Pensata

Vinicius Mota

14/08/2005

A regressão de Lula

Não há uma estratégia de defesa do presidente da República diante da espiral demoníaca de fatos que já arrasaram o seu governo irremediavelmente, sem que a catarse tenha ainda chegado ao fim. O que há é uma resultante de espasmos retóricos, ao que parece emanados da própria cabeça de Luiz Inácio Lula da Silva.

Até onde pude acompanhar essa triste evolução --ninguém que tenha algum juízo deveria regozijar-se do que está ocorrendo no Brasil agora--, o sentido geral desses arroubos de palavras é o de uma regressão, um abandono da imagem do animal político em busca do conforto que pode ter um ser isolado, ameaçado e amedrontado.

"Sou filho de pai e mãe analfabetos, minha mãe não era capaz de fazer um 'o' com um copo. E o único legado que eles deixaram, não apenas para mim, para a família, era que andar de cabeça erguida é a coisa mais importante que pode acontecer a um homem e a uma mulher. Portanto, meus companheiros, eu conquistei o direito de andar de cabeça erguida, neste país, com muito sacrifício. E não vai ser a elite brasileira que vai fazer eu baixar a minha cabeça. Não vai ser", disse Lula no Piauí, no dia 22 de julho.

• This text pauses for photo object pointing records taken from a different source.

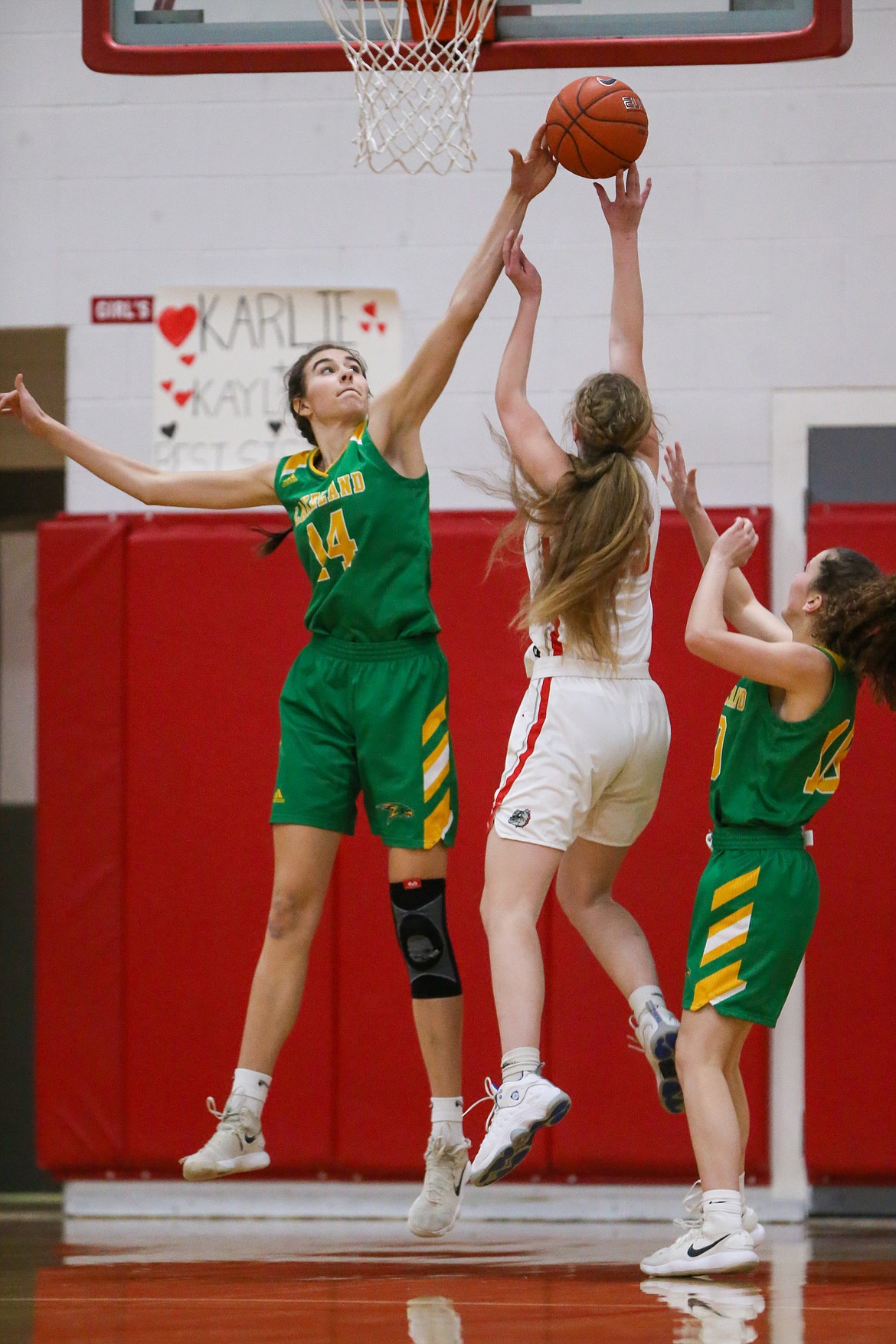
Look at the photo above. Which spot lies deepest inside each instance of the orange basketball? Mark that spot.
(597, 126)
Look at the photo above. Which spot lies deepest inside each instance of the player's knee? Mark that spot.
(578, 899)
(293, 914)
(420, 925)
(688, 1053)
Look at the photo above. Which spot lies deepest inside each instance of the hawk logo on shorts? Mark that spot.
(394, 811)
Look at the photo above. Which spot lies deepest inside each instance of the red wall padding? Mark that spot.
(180, 642)
(81, 762)
(849, 965)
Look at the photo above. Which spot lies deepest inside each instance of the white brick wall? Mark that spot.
(769, 249)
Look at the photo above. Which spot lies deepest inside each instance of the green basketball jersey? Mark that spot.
(363, 535)
(771, 773)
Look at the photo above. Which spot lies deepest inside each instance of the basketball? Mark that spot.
(595, 126)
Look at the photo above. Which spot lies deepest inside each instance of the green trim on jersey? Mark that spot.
(363, 537)
(771, 773)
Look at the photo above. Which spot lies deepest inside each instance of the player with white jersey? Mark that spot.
(590, 742)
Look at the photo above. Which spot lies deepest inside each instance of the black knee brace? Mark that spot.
(418, 909)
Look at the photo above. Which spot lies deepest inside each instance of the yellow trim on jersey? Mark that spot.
(727, 934)
(433, 721)
(297, 460)
(721, 984)
(438, 822)
(734, 888)
(356, 434)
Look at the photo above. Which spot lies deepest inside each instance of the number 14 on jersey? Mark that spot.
(340, 546)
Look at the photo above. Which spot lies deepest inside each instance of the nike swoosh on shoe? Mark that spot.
(694, 1251)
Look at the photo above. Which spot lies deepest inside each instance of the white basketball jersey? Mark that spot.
(551, 653)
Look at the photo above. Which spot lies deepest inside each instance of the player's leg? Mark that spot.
(614, 936)
(739, 1098)
(313, 806)
(410, 795)
(302, 865)
(708, 1048)
(629, 733)
(304, 861)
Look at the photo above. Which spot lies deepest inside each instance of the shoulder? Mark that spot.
(288, 468)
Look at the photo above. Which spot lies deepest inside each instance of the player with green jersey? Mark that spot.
(365, 708)
(783, 733)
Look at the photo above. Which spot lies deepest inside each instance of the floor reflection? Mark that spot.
(320, 1283)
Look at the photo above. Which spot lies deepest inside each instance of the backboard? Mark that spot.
(201, 37)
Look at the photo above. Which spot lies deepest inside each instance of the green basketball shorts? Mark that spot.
(372, 719)
(753, 917)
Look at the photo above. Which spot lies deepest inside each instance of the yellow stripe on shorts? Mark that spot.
(734, 888)
(436, 767)
(727, 934)
(438, 820)
(721, 984)
(434, 719)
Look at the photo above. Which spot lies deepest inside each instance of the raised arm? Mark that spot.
(534, 446)
(800, 669)
(741, 603)
(249, 488)
(398, 413)
(626, 306)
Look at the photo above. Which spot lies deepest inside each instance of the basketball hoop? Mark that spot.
(413, 76)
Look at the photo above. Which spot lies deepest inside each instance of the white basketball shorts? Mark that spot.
(584, 760)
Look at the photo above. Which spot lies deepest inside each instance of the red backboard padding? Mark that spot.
(149, 995)
(849, 1086)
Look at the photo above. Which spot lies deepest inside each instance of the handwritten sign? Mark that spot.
(222, 355)
(121, 308)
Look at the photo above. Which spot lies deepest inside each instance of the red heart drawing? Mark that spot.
(176, 323)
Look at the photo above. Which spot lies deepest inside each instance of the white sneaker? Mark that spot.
(656, 1032)
(723, 1310)
(522, 1107)
(710, 1246)
(748, 1217)
(751, 1223)
(433, 1320)
(448, 1169)
(237, 1146)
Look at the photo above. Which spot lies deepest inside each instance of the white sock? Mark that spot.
(448, 1120)
(639, 999)
(723, 1206)
(524, 1059)
(249, 1091)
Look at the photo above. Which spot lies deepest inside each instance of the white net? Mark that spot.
(413, 77)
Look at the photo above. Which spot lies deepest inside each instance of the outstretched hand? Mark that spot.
(680, 482)
(21, 405)
(737, 544)
(531, 175)
(518, 269)
(623, 214)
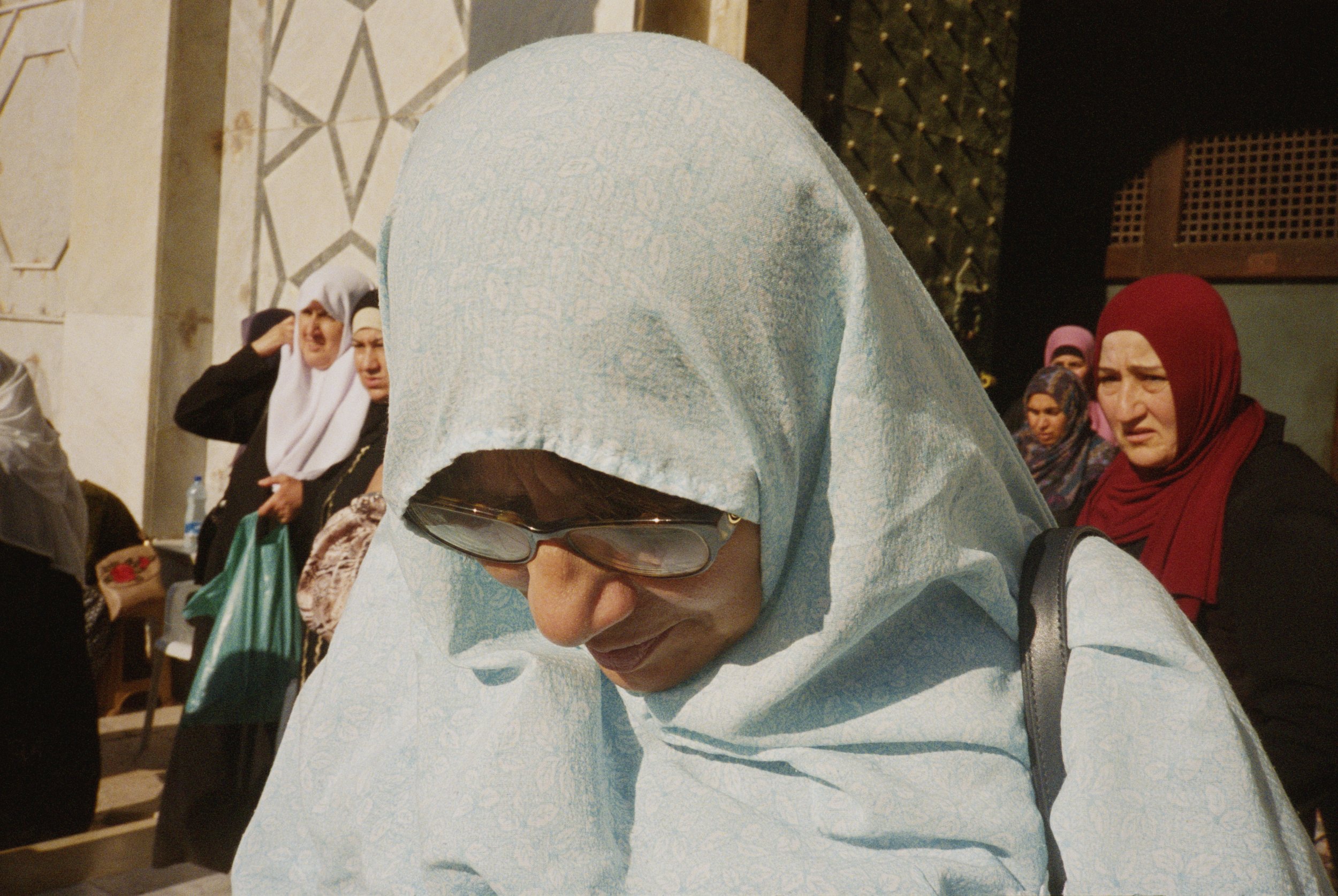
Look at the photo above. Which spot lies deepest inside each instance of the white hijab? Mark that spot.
(315, 416)
(42, 507)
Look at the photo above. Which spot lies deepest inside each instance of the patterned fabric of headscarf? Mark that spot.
(1068, 469)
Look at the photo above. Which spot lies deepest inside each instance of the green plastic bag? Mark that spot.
(256, 646)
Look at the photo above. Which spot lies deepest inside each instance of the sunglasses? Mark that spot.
(662, 549)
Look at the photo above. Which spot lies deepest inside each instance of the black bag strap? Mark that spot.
(1043, 637)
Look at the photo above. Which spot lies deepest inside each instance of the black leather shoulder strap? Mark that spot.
(1043, 637)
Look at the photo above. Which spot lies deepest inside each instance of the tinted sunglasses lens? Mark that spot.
(478, 535)
(644, 550)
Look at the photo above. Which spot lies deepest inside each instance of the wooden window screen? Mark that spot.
(1245, 206)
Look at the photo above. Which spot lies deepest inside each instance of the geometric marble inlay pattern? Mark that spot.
(39, 86)
(344, 83)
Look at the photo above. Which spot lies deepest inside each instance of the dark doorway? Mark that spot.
(1101, 86)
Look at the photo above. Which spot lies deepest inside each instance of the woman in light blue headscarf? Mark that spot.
(624, 277)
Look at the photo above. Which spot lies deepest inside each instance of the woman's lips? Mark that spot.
(627, 658)
(1139, 436)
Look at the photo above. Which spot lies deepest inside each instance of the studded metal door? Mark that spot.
(917, 98)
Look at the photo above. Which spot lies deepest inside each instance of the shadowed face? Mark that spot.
(1045, 419)
(1135, 396)
(370, 359)
(645, 633)
(1072, 362)
(319, 336)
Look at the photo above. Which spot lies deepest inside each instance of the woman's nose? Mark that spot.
(1128, 404)
(573, 600)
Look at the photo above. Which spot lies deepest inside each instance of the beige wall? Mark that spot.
(41, 62)
(170, 166)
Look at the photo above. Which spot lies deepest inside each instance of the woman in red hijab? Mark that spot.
(1238, 525)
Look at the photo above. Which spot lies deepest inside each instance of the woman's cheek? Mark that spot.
(513, 576)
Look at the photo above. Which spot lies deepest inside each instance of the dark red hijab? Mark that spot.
(1179, 509)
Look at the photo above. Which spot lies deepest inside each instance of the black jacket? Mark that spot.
(228, 403)
(1274, 629)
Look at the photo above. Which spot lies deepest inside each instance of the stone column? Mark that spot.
(142, 236)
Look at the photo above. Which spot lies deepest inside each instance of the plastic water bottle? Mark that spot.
(194, 514)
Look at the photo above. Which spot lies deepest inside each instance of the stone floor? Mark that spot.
(113, 857)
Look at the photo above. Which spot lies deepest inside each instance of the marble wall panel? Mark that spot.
(108, 439)
(39, 86)
(322, 99)
(39, 346)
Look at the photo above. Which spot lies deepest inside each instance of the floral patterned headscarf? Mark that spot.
(1068, 470)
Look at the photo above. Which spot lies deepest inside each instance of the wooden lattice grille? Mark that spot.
(1127, 217)
(1240, 206)
(1261, 188)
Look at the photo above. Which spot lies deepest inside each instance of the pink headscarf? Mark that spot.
(1082, 339)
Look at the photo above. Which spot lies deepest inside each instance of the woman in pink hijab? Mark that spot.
(1072, 348)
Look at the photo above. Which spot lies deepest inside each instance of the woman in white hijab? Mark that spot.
(699, 566)
(298, 420)
(49, 715)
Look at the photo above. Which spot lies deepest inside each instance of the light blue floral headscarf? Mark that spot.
(633, 252)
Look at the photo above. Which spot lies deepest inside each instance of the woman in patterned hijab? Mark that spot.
(1061, 450)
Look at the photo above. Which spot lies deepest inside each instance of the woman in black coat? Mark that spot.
(49, 715)
(300, 422)
(1240, 526)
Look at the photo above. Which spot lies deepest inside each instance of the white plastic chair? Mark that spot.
(177, 641)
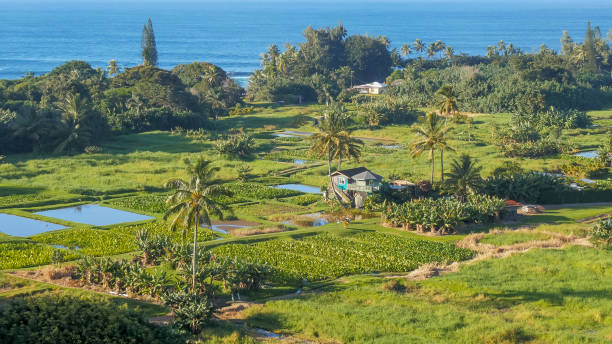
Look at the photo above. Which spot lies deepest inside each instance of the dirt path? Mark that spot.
(571, 205)
(487, 251)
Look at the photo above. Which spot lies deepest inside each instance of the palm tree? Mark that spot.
(348, 147)
(431, 134)
(74, 112)
(406, 50)
(464, 176)
(194, 202)
(449, 52)
(501, 47)
(448, 101)
(419, 46)
(113, 68)
(332, 130)
(431, 51)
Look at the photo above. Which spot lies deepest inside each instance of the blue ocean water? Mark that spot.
(37, 35)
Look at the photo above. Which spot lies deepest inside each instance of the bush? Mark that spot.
(68, 319)
(443, 215)
(532, 187)
(601, 233)
(191, 311)
(240, 145)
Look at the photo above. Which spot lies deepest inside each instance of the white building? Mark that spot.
(372, 88)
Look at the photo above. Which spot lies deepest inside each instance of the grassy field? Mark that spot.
(541, 296)
(544, 296)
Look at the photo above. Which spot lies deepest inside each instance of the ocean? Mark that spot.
(38, 35)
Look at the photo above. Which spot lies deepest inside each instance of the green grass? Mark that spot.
(328, 255)
(511, 238)
(567, 214)
(542, 296)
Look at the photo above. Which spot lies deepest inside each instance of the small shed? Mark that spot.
(371, 88)
(356, 183)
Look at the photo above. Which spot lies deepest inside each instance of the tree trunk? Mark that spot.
(433, 165)
(442, 164)
(195, 253)
(329, 165)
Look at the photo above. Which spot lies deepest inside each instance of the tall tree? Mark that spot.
(74, 114)
(332, 130)
(113, 68)
(567, 44)
(447, 104)
(148, 44)
(194, 202)
(449, 52)
(406, 50)
(464, 176)
(430, 135)
(590, 59)
(419, 46)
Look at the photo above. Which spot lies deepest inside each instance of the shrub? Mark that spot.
(524, 187)
(93, 149)
(191, 311)
(54, 318)
(601, 233)
(443, 215)
(240, 145)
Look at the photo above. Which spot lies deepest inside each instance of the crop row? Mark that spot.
(148, 203)
(328, 256)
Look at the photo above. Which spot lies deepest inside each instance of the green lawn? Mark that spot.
(543, 296)
(511, 238)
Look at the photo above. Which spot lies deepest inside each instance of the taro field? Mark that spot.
(327, 256)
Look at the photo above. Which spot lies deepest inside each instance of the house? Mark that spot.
(373, 88)
(356, 183)
(401, 185)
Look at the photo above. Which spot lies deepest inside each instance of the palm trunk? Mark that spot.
(442, 165)
(195, 252)
(329, 164)
(433, 165)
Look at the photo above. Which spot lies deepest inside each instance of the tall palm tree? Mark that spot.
(464, 176)
(194, 202)
(430, 135)
(449, 52)
(406, 50)
(332, 130)
(113, 68)
(74, 113)
(419, 46)
(347, 147)
(448, 100)
(431, 51)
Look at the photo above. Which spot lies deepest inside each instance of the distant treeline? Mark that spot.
(75, 106)
(506, 80)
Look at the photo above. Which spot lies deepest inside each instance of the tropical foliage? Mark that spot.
(52, 318)
(443, 215)
(328, 256)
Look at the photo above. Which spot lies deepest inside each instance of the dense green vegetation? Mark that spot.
(130, 131)
(541, 296)
(58, 318)
(328, 256)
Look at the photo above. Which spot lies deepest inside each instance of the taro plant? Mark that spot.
(601, 233)
(194, 202)
(191, 311)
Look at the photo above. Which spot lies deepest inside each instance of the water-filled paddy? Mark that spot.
(95, 215)
(587, 154)
(298, 187)
(23, 226)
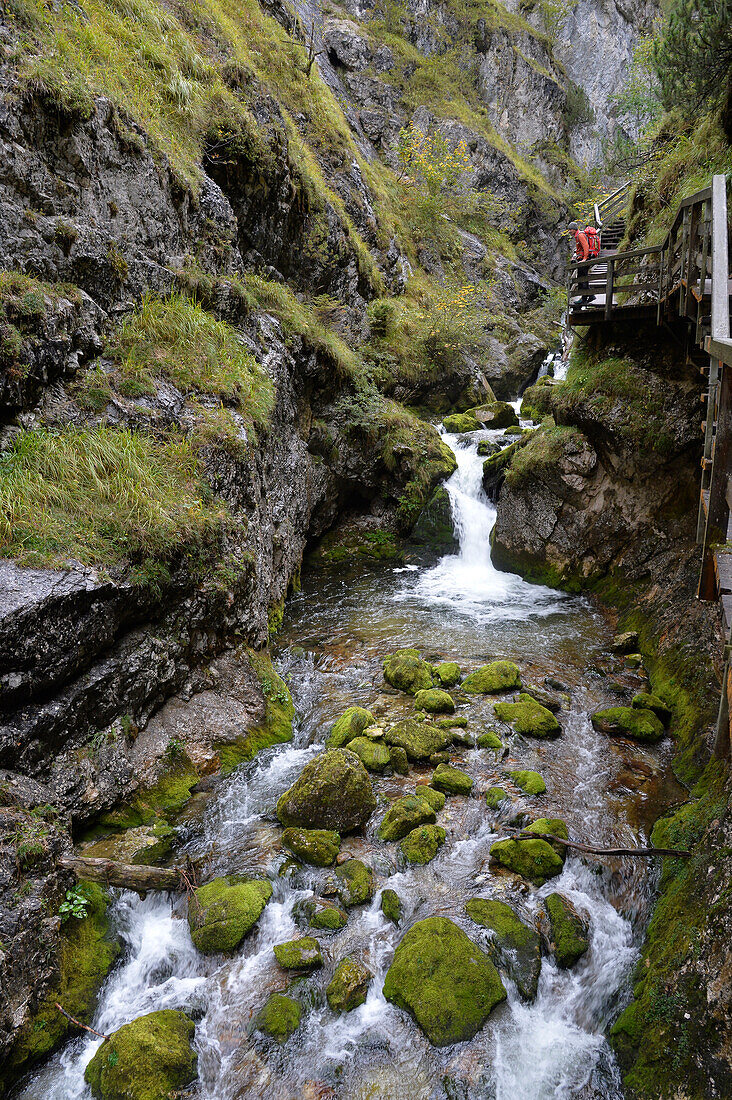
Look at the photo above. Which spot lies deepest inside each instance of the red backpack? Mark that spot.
(592, 241)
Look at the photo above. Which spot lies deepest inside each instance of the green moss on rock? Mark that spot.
(222, 912)
(314, 846)
(528, 717)
(444, 980)
(332, 792)
(451, 780)
(151, 1058)
(493, 678)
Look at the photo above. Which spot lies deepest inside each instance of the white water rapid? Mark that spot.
(553, 1048)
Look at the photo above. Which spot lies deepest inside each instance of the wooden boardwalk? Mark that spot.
(686, 284)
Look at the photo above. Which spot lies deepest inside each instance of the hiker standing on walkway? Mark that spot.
(582, 252)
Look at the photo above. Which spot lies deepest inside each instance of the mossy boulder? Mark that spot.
(418, 739)
(527, 781)
(514, 944)
(406, 671)
(222, 912)
(349, 986)
(373, 755)
(569, 931)
(303, 954)
(351, 724)
(391, 905)
(317, 846)
(448, 673)
(150, 1058)
(332, 792)
(493, 678)
(444, 980)
(423, 844)
(528, 717)
(280, 1018)
(405, 814)
(356, 886)
(644, 701)
(637, 723)
(494, 796)
(451, 780)
(534, 859)
(434, 701)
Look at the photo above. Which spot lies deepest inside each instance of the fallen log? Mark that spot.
(135, 877)
(591, 849)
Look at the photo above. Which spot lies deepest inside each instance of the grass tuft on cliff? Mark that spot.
(104, 496)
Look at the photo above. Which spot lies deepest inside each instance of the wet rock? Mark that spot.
(349, 986)
(444, 980)
(303, 954)
(391, 905)
(356, 884)
(334, 792)
(406, 671)
(528, 717)
(152, 1057)
(514, 945)
(280, 1018)
(422, 844)
(314, 846)
(535, 860)
(640, 724)
(373, 755)
(418, 739)
(451, 780)
(527, 781)
(493, 678)
(569, 931)
(222, 912)
(434, 701)
(350, 725)
(404, 815)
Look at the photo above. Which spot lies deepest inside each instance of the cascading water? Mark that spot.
(339, 628)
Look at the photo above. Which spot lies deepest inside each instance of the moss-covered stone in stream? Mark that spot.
(303, 954)
(528, 717)
(373, 755)
(406, 671)
(422, 844)
(637, 723)
(434, 701)
(349, 986)
(222, 912)
(351, 724)
(356, 883)
(87, 953)
(535, 859)
(314, 846)
(279, 1018)
(527, 781)
(418, 739)
(493, 678)
(444, 980)
(391, 905)
(569, 931)
(334, 792)
(405, 814)
(151, 1058)
(451, 780)
(514, 944)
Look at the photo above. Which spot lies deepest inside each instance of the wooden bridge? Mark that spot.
(685, 282)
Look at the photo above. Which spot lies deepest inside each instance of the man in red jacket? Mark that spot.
(581, 252)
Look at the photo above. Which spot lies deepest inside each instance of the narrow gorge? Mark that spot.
(348, 584)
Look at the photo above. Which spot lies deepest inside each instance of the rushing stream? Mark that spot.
(336, 634)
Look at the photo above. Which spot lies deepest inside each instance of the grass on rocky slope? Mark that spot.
(102, 497)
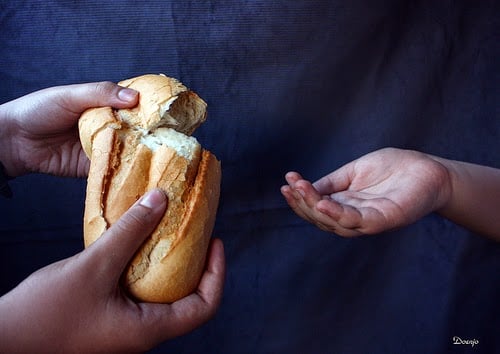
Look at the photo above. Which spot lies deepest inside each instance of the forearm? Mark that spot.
(475, 197)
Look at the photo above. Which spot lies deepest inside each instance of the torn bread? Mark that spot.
(149, 146)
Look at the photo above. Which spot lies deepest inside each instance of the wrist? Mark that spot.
(445, 177)
(10, 163)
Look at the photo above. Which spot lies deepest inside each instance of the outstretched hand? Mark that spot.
(40, 133)
(382, 190)
(77, 305)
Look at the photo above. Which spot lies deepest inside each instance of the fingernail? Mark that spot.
(127, 95)
(153, 199)
(301, 192)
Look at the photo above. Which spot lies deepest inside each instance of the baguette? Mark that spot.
(150, 146)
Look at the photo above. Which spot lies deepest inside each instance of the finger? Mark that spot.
(355, 214)
(114, 249)
(296, 202)
(309, 194)
(336, 181)
(168, 321)
(79, 97)
(292, 177)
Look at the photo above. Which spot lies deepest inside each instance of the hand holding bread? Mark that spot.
(149, 146)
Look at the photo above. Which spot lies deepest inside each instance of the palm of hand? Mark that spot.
(47, 138)
(380, 191)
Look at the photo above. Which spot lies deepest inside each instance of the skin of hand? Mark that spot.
(382, 190)
(40, 133)
(77, 304)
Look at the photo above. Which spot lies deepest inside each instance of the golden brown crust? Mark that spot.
(178, 263)
(169, 264)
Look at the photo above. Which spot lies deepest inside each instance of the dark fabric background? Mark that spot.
(291, 85)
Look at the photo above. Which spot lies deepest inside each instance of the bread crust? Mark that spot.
(169, 265)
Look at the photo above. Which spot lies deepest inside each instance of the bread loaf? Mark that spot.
(135, 150)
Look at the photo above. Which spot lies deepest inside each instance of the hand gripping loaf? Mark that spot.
(135, 150)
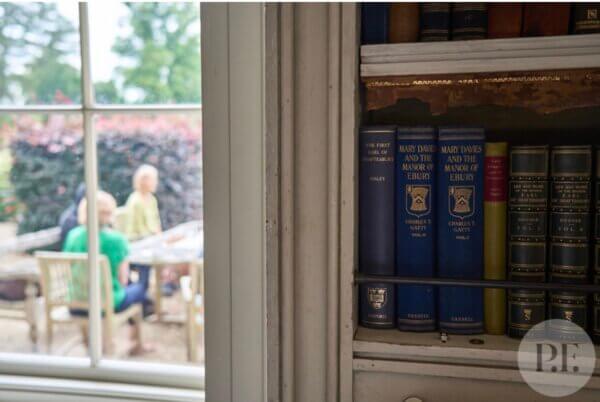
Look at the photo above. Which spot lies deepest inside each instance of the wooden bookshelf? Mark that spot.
(481, 56)
(442, 83)
(477, 350)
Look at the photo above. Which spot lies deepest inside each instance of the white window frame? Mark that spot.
(178, 378)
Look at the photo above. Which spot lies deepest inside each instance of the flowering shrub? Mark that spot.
(48, 164)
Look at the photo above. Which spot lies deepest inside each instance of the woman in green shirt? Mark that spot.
(115, 247)
(142, 218)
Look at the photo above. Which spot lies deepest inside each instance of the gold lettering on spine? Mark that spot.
(461, 166)
(417, 164)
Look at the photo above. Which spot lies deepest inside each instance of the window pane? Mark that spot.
(151, 165)
(39, 54)
(145, 52)
(41, 167)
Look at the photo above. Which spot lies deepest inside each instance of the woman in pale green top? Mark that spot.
(142, 216)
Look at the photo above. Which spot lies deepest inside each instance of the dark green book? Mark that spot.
(571, 189)
(586, 18)
(527, 233)
(469, 21)
(571, 170)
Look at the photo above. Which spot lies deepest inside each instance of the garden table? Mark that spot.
(180, 245)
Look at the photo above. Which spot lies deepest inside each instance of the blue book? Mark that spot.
(376, 223)
(415, 231)
(374, 23)
(460, 227)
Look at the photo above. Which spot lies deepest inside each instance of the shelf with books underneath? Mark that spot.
(481, 56)
(476, 350)
(537, 92)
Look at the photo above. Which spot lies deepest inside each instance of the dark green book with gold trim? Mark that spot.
(571, 170)
(527, 233)
(595, 331)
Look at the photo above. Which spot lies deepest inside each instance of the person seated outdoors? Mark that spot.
(142, 218)
(115, 247)
(68, 218)
(142, 215)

A elite brasileira, conspiradora, entrou de vez no léxico presidencial na crise. A lei fundamental, natural, da política, quiseram nos convencer teóricos "das elites" como Vilfredo Pareto, Gaetano Mosca e Robert Michels, é que uns poucos nascem para governar e a maioria para ser governada. A massa, o povo, jamais chegará de fato ao poder, um terreno dominado por grupos minoritários que se alternam.

Não é à toa que o presidente brasileiro, nesse movimento retórico, prefere realçar a sua biografia de retirante nordestino que passou fome. É como se as "elites" quisessem barrar alguém que não pertence aos seus quadros de exercer a atividade que lhe é de direito, o poder.

Lula silencia sobre o seu passado de principal liderança sindical no coração da mais dinâmica atividade industrial brasileira no final da década de 1970, de figura de maior destaque na criação e na consolidação do PT como um dos grandes partidos do país, de seu papel de proa nas disputas presidenciais desde que o voto direto para o posto foi reinstaurado, de sua acachapante vitória eleitoral em 2002, financiado pelos principais grupos econômicos instalados no Brasil.

Dizer isso seria afirmar, automaticamente, que Lula, por qualquer critério que se eleja, faz parte da elite política do Brasil há muitos anos; que sua figura e seu partido articulam interesses econômicos, financeiros e sociais bastante complexos, poderosos e densos; que há outros grupos de elite --outros partidos, por exemplo, e não "as elites", genericamente falando-- que lhe querem arrebatar o poder, como Lula e seu grupo de elite quiseram --e conseguiram-- conquistar o poder enquanto esteve nas mãos de adversários.

O discurso das elites, repetindo a tautologia conservadora de Michels, Pareto e Mosca de que uns governam e outros são governados, age como uma cortina de fumaça a encobrir movimentos muito mais precisos e significativos no campo da política. Ao naturalizar e transformar em lei fundamental uma situação que é mera identidade contábil do que ocorre em sociedades humanas, ele empreende uma fuga da política. No léxico específico de Lula, essa fuga ganha tons de um lamento contra as injustiças do mundo.

Mas a jornada do presidente para longe da política não pára aí. Duas semanas depois, Lula voltou à carga:

"Saí de Garanhuns com 7 anos de idade, minha mãe botou oito filhos num pau-de-arara, andamos 13 dias até chegar na cidade de Santos, em São Paulo, e comemos o pão que o diabo amassou durante muitos e muitos anos. Eu tinha 7 anos, tinha uma irmã de 2 anos, tinha uma irmã de 9 anos, tinha um irmão de 10, só tinha um ou dois em condições de trabalhar e a minha mãe teve o azar de chegar em São Paulo e encontrar o marido dela já casado com outra mulher. Eu estou dizendo isso para dizer para vocês uma coisa: eu convivi com minha mãe até 1980, quando ela morreu. E eu nunca vi, em nenhuma situação, nenhuma, por pior que fosse, minha mãe perder a esperança, ela não perdia a esperança."

É Lula buscando a mãe, o último abrigo, uterino, do ser em fuga.
Vinicius Mota, 33, é editor de Opinião da Folha (coordenador dos editoriais). Foi também editor do caderno Mundo e secretário-assistente de Redação da Folha. Escreve para a Folha Online aos domingos.